Recently a piece about being a Stay at Home Girlfriend from Brokelyn.com made the rounds. As a stay at home boyfriend myself I figured it'd only be right if I gave my own tips to help my fellow "homeboys" survive.
Don't sleep in (at least as far as she knows): My girlfriend often gets up for work at 6 am and I get up with her. I'll make some coffee, have a bowl of cereal and watch some SportsCenter while she gets ready and then the minute she is out the door it's back into bed until at least noon. It's bad enough I am home all day, no need for her to think I sleep 'til noon, but also no reason for me not to sleep until noon without her knowing.
Clean up after yourself: My girlfriend hates it when she thinks I spent the whole day smoking weed, drinking and eating fast-food, but that doesn't mean I don't do it. The key is after a trip to In-N-Out not only do you have to make sure to throw out the bag, but don't take the chance that she won't look in the garbage. Instead, throw the bag or empty beers into your neighbors trash can. Also, if you're going to smoke weed make sure that you finish the entire bowl, a smart NARC, errr I mean girlfriend, can tell exactly when you smoked that unfinished nug.

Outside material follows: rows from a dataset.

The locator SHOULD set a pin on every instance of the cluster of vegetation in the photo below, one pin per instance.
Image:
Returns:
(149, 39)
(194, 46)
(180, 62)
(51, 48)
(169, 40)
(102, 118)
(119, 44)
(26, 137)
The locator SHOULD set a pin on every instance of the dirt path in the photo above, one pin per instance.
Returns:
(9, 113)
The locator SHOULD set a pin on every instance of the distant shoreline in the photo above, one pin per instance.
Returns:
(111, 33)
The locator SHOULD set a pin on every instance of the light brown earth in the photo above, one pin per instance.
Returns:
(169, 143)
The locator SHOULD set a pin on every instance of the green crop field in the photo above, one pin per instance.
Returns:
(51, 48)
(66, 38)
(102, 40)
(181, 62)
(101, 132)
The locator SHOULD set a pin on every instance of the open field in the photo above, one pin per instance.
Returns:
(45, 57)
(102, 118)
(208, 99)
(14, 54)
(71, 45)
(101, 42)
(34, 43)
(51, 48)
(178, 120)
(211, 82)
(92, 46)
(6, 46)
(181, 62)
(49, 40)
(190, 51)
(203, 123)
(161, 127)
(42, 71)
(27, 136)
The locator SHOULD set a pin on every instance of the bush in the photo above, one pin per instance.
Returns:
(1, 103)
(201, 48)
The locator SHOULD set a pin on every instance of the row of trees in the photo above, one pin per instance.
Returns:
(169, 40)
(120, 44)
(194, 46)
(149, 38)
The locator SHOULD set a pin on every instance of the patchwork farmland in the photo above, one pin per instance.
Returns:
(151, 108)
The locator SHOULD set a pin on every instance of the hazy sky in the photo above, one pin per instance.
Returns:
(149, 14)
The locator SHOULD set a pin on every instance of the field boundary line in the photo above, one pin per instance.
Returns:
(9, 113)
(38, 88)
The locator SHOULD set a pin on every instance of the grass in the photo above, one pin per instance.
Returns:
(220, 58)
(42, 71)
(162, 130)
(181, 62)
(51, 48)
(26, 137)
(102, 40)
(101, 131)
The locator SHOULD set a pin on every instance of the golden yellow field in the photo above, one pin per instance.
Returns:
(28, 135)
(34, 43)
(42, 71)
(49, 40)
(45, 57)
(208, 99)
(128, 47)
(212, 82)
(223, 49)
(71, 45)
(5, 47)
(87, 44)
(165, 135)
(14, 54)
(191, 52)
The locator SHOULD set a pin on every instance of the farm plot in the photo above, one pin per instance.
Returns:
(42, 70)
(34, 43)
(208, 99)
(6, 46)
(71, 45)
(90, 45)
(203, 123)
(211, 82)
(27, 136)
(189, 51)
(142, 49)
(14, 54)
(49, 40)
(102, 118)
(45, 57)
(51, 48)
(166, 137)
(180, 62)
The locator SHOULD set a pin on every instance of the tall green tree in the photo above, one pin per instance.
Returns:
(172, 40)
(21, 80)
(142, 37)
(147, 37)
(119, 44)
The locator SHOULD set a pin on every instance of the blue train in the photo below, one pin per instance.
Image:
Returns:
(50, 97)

Keep yourself up: Nothing pisses off a hard-working girlfriend like coming home and finding you still in your sweats and slippers. So make sure you put on proper clothes before she gets home. The key is not to change last minute though, sometimes she'll come home early so give yourself at least an hour of buffer before she's expected back. Plus, don't forget to brush your teeth. Nothing blows your last minute wardrobe change like having her kiss you when she walks in only to taste a combo of leftover morning breathe, weed, beer and Flaming Hot Cheetos.
Pamper her: One of my fellow "homeboys" buys his girlfriend flowers once a week, personally I don't have the time or money for that sort of thing. But that doesn't mean you can't get her something from time to time if you get creative and know where to look. For example, I like to do my booze shopping at Costco so I can buy in bulk. A lot of times Costco will be selling a handle of tequila or rum that comes with some free glassware so I'll buy that bottle and wrap up the glasses like they are a gift. That way I get my drink on and she gets a little present that I didn't have to pay for.
Sexy Time: Sure, internet porn is a great way to pass the time during a long, boring afternoon, but don't masturbate more than three times in one day. You never know when she's going to come home from a long day and want a little "stress relief", so make sure you've got at least one bullet in the chamber.
Leave the house: Girls are smarter than most of us give them credit for, so make sure you've got all the small details covered. If you drink a six pack and then ditch the empties you may think you haven't left any evidence of your drinking, but don't forget to go out and replace the six pack before she notices they're missing.